Certainly there is: to maintain the validity of our system of government.

A system of government is not more important than millions of innocent people’s lives and livelihoods. If maintaining the “validity” of the former requires destroying the latter, then the system of government deserves to be ignored, altered or abolished.

If democratically-elected legislatures pass laws, and those laws are not odious to the constitution under which they operate, then the laws should be enforced regardless of whether they are reasonable or just.

Why?

Enforcing an unjust law means using violence against innocent people in order to secure an aim that is unworthy of securing. Neither electoral majorities nor Constitutions have total authority over the people subject to them, and if they have legitimate authority it is only because of the justice of the policies they endorse. Laws or constitutions that endorse unjust violence against innocent people have stepped outside of the boundaries of their legitimate authority, and are no more legitimately binding than criminal compacts or pirates’ codes.

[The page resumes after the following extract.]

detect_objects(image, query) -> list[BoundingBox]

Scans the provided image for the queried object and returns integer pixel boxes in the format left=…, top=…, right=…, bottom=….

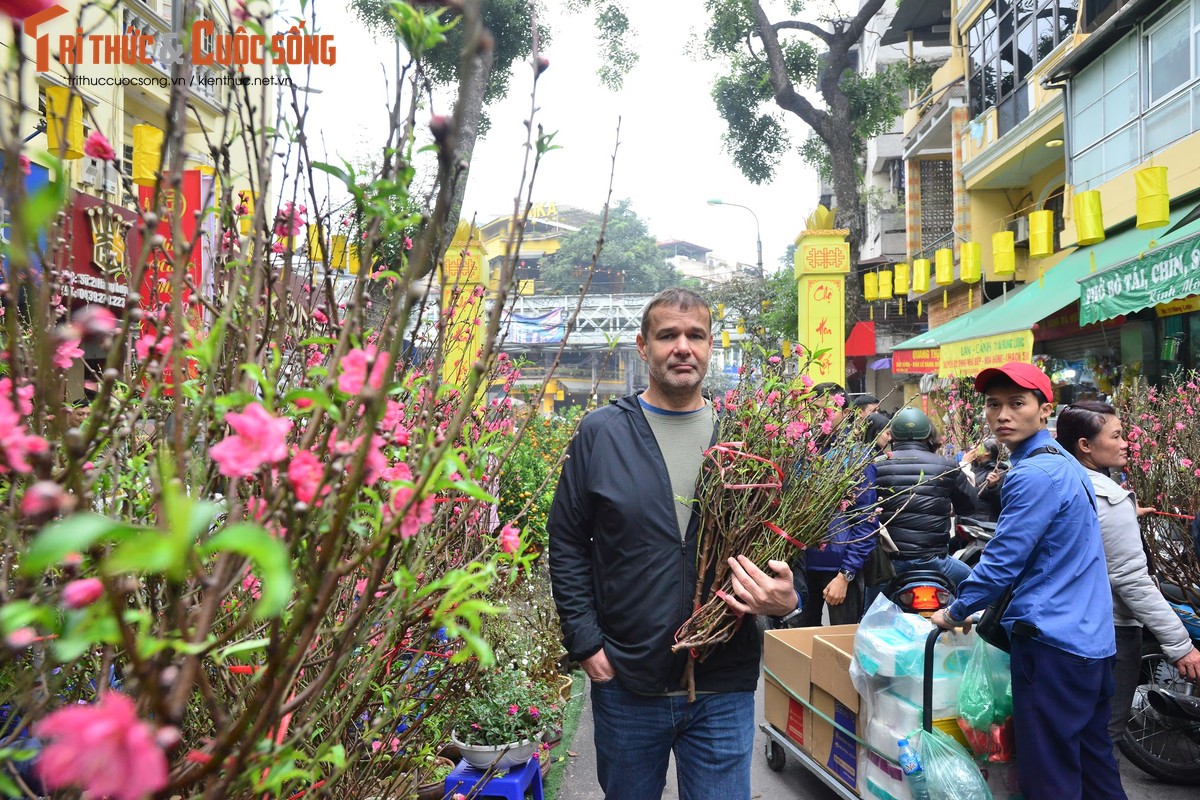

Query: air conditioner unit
left=1008, top=217, right=1030, bottom=247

To do otherwise is to imbue some unelected body with the power to override the decisions of the legislature on matters specifically entrusted to the legislature.

It’s not a matter of an “unelected body” having some kind of special authority to veto the acts of the legislature. It’s a matter of the legislature not having any special authority to commit injustice against the innocent. Everybody — not as a “body,” but as free individuals — has the right to ignore or defy so-called laws that the legislature has no legitimate authority to enact: an “unjust law” is no law at all, and the idea that anyone is obliged to carry out an admitted injustice against innocent people is an affront to conscience.

I consider myself smarter and more informed than you. What decisions do you make for yourself, that I should get to override and change in your life, on the basis that I think your decisions are unreasonable?

Is this some kind of joke?

You have things exactly backward. Drug prohibition is founded on the premise that one group of people, who consider themselves smarter and more informed (the government, and perhaps the electoral majority behind them) are entitled to override the decisions of another group of people (drug users), on the grounds that the drug users’ decisions are unreasonable. Not only do they claim to be entitled to override drug users’ decisions about their own lives; they claim to be entitled to force drug users to comply with their judgments.

Demanding that “the people,” or the government, stop imposing their will on nonviolent drug users, does not involve overriding the decisions that they have made for themselves. It involves overriding the decisions that they have forced on innocent third parties, but those are “decisions” that neither “the people” nor the government had any right to make.